Packers quarterback Aaron Rodgers took home Super Bowl MVP honors by completing 24 of 39 throws for 304 yards, three touchdowns and a passer rating of 111.5.
“Tough game,” Roethlisberger said. “There are probably a lot of ‘what ifs?’ There are a lot of throws I’d like to have back.
“I don’t put the blame on anybody except myself. I feel like I let the city of Pittsburgh down, the fans, my coaches, my teammates, and it’s not a good feeling.”
One of those throws Roethlisberger likely would love to have back was an overthrow to a wide-open Wallace on first-and-10 from the Green Bay 44-yard line midway through the third quarter.
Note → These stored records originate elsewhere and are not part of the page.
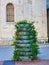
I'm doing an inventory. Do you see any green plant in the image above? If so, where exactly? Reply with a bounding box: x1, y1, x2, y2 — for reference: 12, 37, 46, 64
13, 20, 39, 61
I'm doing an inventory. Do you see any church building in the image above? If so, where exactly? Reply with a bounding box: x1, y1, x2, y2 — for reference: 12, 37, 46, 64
0, 0, 49, 45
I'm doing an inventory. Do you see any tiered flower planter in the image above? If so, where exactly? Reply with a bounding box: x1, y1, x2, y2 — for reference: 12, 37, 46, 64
14, 21, 38, 60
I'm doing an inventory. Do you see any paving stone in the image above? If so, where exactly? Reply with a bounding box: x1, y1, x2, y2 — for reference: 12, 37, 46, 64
3, 61, 15, 65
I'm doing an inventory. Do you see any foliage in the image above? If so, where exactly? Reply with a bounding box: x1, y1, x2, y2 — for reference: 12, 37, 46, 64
13, 20, 39, 61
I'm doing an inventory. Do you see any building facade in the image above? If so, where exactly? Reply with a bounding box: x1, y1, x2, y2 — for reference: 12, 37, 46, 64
0, 0, 49, 45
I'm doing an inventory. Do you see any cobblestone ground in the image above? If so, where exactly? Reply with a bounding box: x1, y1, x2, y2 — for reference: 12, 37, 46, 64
0, 60, 49, 65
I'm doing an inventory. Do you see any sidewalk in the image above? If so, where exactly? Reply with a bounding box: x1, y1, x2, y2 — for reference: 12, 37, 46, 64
0, 60, 49, 65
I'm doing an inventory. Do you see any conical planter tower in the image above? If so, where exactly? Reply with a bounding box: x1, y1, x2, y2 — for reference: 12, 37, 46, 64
13, 20, 39, 61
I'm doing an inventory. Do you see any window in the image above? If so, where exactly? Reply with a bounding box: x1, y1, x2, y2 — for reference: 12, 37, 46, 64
6, 3, 14, 22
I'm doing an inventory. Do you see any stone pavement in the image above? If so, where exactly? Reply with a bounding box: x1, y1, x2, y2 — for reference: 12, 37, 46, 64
0, 60, 49, 65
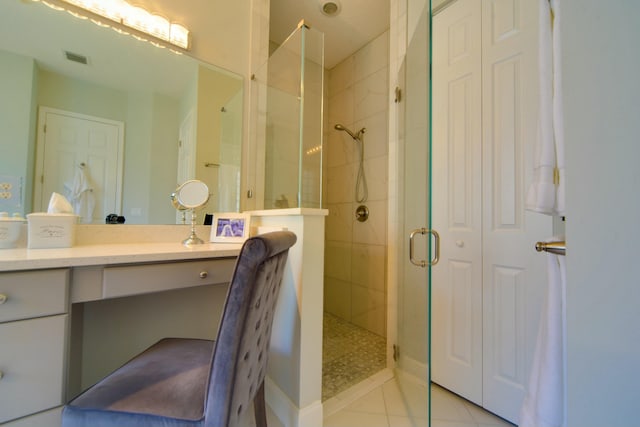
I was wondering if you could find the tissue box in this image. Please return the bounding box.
[0,217,24,249]
[27,213,78,249]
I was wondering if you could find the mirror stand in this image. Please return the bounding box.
[182,208,204,246]
[171,179,210,246]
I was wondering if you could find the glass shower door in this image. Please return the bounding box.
[394,1,436,426]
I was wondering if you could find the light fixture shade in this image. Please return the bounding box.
[49,0,190,50]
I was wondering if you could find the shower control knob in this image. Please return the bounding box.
[356,205,369,222]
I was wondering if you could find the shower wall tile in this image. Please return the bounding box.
[351,285,386,336]
[350,244,386,293]
[324,276,351,321]
[356,110,389,159]
[352,200,387,245]
[353,31,389,81]
[353,68,389,121]
[329,87,354,127]
[325,203,353,242]
[324,32,390,336]
[364,156,389,201]
[327,164,357,204]
[324,240,352,281]
[327,128,357,167]
[329,56,354,97]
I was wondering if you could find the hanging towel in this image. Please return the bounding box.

The play could have easily gone for a touchdown.
The Steelers wound up settling for a 52-yard Shaun Suisham field goal attempt that went wide left and failed to cut into Green Bay’s 21-17 lead.
“You know me, I hate to lose,” Roethlisberger said. “Especially when you feel like you’re letting down guys who really stepped up in a big way.
“It’s really hard.
Despite Roethlisberger’s uneven performance the Steelers still had a chance to drive against time, the Packers defense and Super Bowl history for the touchdown that would win the game, just as they had against Arizona in Super Bowl XLIII.
They took possession at their 13-yard line following a kickoff with 1:59 remaining but one were able to advance the ball 20 yards before turning it over on downs.
“I just told ’em, ‘I believe in you guys, and we can do this,’” Roethlisberger said.
Just not, as it turned out, this time.
“We’re a team of fighters,” Roethlisberger said. “We don’t quit, we believe in each other and we were going to fight all the way to the last second, which I think we did.
“If I would have played a little bit better, I feel like we would have had a better chance to win the game.”